The UN’s Intergovernmental Panel on Climate Change plays an enormous role in shaping how climate science gets translated into policy in countries around the world, but so does the media.
A new report finds that, while the IPCC could have managed the rollout of its Fifth Assessment Report (AR5) better, lack of compelling coverage, especially in US media, is leading to less public demand for action and hence political will to adopt policies to deal with climate change.
The report, published in Nature Climate Change, examines how the IPCC’s release strategy around AR5 contributed to diminishing returns in terms of media coverage, as well as the ways media outlets chose to frame the issue and how that impacts public perception of climate issues.
Researchers with the University of Exeter studied print, broadcast, and online media in both the US and the UK and found that the biggest difference was that there is simply more climate coverage in the UK. A lot more: three times as many articles and five times as many broadcasts were dedicated to climate change in the UK as in the US.
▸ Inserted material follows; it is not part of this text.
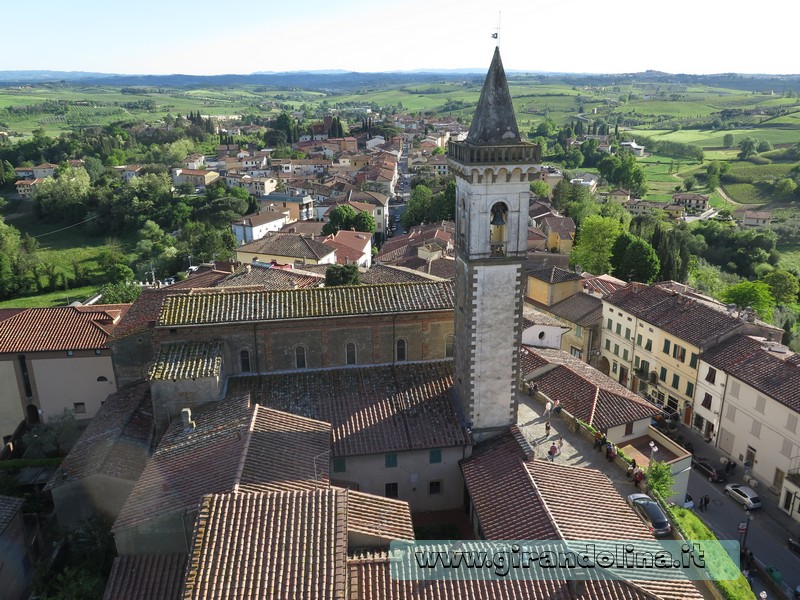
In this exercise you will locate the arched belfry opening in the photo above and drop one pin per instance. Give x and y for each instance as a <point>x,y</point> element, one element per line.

There’s not just more climate coverage in the UK, but less divisive coverage, too, largely due to the fact that the climate is such a partisan issue in the US, which is not as true in the UK. (Although that’s changing quickly, as our colleagues at DeSmog UK investigate every day.)
The IPCC chose to release each of the three individual Working Group reports that make up AR5 sequentially, releasing WG1 (The Physical Science Basis) in Autumn 2013, with WG2 (Impacts, Adaptation, and Vulnerability) and WG3 (Mitigation of Climate Change) released close together in Spring 2014.
As a result, WG3 received far less coverage than WG1 or WG2 across all media sources (TV, newspapers, social media) in both countries, though each Working Group’s contribution was “a key event in the public debate about climate change,” according to lead author Saffron O’Neill.
When media did cover AR5, O’Neill says, it was depicted using one of several frames that either emphasise or downplay different aspects and impacts of climate change.
“We found reporting of WG1 was often contested and politicised, using frames like Uncertain Science, whereas the reporting of WG2 and WG3 used a more diverse selection of frames including Opportunity and Morality and Ethics,” O’Neill told DeSmogBlog. “These findings on framing are important, as social science research shows that some frames are likely to be more engaging for audiences than others.”
O’Neill and her co-authors found that those more engaging frames are rarely used, however.
“While we currently see much of the ‘duelling experts’ of the uncertain science frame, or the dramatic visual imagery of the disaster frame, is there potential for other engaging stories? We suggest that there may be newsworthy material discussing climate change in terms of future energy provision, diet and climate, or cities and health,” O’Neill says.
This matters because the way the media chooses to cover an issue can shape the way people respond to it in profound ways. Anthony Leiserowitz, director of the Yale Project on Climate Change Communication, told Climate Central that he didn’t find the study’s results surprising (Leiserowitz was not involved in the study).
“We find in our audience research that even the alarmed [those most concerned about climate change] don’t really know what they can do individually, or what we can do collectively. We call this loosely ‘the hope gap,’ and it’s a serious problem. Perceived threat without efficacy of response is usually a recipe for disengagement or fatalism.”
The report recommends that the IPCC pay closer attention to release dates and how those fit in with news cycles to maximize coverage in the media. But O’Neill says there’s a lot more the IPCC could be doing to more effectively communicate climate science to the masses and policymakers.
“Other authors in our Nature Climate Change Focus Issue argue for the IPCC to be more effective users of social media, and for the Summary for Policymakers to be re-designed to meet the needs of its target audiences – and we agree with much of what they say in these commentaries.”